What Is Investment Income Sharing?
Investment income sharing refers to profits made through the investment activities of a mutual insurance arrangement distributed to plan participants.
Investment income sharing is most commonly associated with insurance services that comply with Islamic financial rules, specifically takaful. In Islamic finance, takaful refers to a mutual guarantee.
The term is derived from the word kafala, which refers to a kind of sponsorship system. It was used as a way to monitor migrant workers and construction employees in some Middle East countries. However, the practice has come under criticism in recent years by human rights organizations that object to the exploitation of workers, which has been frequently reported.
- Profits made through the investment activities of a mutual insurance arrangement distributed to plan participants are known as investment income sharing.
- Takaful refers to a mutual guarantee and is used in Islamic finance.
- Types of takaful include non-life perils, such as property, marine, and automobile insurance.
- Family takaful can consist of life insurance policies, such as term and whole life.

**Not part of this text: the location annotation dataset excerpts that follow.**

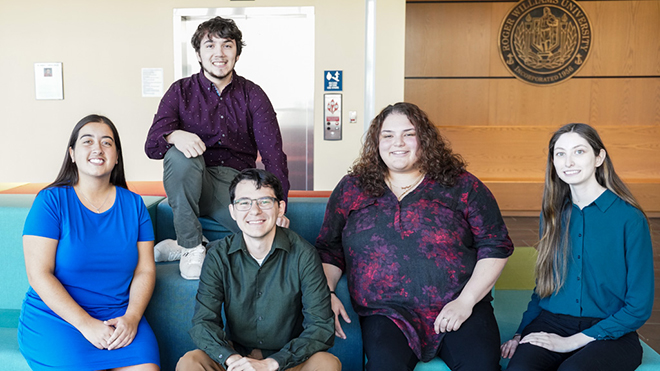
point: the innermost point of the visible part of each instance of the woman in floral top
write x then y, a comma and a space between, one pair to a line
422, 242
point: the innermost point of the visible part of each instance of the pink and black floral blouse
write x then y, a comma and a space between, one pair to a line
407, 259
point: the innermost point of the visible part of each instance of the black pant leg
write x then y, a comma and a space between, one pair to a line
385, 345
476, 344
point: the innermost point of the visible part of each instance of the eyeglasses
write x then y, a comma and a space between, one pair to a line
264, 203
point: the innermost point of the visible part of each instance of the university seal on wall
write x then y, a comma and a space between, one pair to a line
545, 42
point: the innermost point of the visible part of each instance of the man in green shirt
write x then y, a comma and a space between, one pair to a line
271, 282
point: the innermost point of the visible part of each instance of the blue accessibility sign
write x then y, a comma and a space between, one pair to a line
333, 80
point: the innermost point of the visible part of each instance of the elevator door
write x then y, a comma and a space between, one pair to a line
279, 57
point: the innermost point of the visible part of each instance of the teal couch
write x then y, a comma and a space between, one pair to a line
172, 304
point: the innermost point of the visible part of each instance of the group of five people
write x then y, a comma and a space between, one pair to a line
420, 239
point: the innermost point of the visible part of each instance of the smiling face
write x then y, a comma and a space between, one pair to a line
256, 224
94, 153
398, 144
575, 161
217, 57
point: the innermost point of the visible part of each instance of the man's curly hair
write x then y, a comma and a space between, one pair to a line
435, 157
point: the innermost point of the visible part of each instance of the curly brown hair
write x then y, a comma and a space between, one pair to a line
435, 157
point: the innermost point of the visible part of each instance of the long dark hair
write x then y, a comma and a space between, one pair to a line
553, 248
68, 175
435, 157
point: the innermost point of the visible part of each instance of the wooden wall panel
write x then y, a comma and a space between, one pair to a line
626, 38
500, 102
460, 39
502, 125
448, 39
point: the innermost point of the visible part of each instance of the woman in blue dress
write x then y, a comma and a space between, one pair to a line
594, 285
88, 244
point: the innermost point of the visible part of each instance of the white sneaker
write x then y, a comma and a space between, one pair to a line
167, 251
191, 262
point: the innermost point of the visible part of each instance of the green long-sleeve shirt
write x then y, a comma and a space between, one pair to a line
281, 307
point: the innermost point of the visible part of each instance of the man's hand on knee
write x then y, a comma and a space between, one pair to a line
188, 143
236, 363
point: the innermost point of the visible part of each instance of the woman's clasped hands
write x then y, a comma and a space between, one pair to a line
112, 334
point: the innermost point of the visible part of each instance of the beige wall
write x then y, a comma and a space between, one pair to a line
103, 46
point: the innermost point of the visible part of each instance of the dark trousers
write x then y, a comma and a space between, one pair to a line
624, 353
195, 190
475, 346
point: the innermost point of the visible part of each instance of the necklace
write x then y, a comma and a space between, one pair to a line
405, 189
98, 209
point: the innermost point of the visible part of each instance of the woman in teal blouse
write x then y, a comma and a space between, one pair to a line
594, 270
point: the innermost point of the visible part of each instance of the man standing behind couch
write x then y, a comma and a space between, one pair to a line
208, 127
271, 282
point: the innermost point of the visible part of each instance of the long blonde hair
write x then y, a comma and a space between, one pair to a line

- There are various income-sharing plans in several different possible arrangements.
- In some arrangements, income remains solely with plan participants. Other plans direct any payment back into the company.
How Investment Income Sharing Works
The traditional approach to takaful would involve a group of people who come together to provide for a particular financial need, such as insurance. Participants contribute to a common fund, and each contributor is indemnified from losses.
The approach differs from conventional insurance in that shareholders do not profit from insurance operations. Risk is shared across all takaful participants, and any profit has to be compliant with Sharia law. In this situation, no usury is allowed, so any interest rate must be fair and reasonable.
Investment income sharing allows any surplus to be shared between participants in the mutual guarantee program, though regulations require a level of separation between parties. The takaful operator can share in both the money gained from underwriting activities and the income earned from any investments made with insurance premiums.
Participants in this type of insurance contribute funds to a general fund. Any profit coming from investments is funneled back into the general fund, minus the cost of operating the fund. Then, any remaining surplus is divided between the company and the participants.
Takaful arrangement can involve a general approach or can have a family focus.
Those interested in participating in investment income sharing plans can choose from several different possible arrangements. These structures differ according to how participants and shareholders in a company share a surplus from investment activities. In some arrangements, income remains solely with plan participants. In others, income is funneled into a company with shareholders. This income is adjusted for corporate management expenses, with the ultimate profit or loss divided among shareholders.
General types of takaful include non-life perils, such as property, marine, and automobile. Family takaful can consist of life insurance policies, such as term and whole life.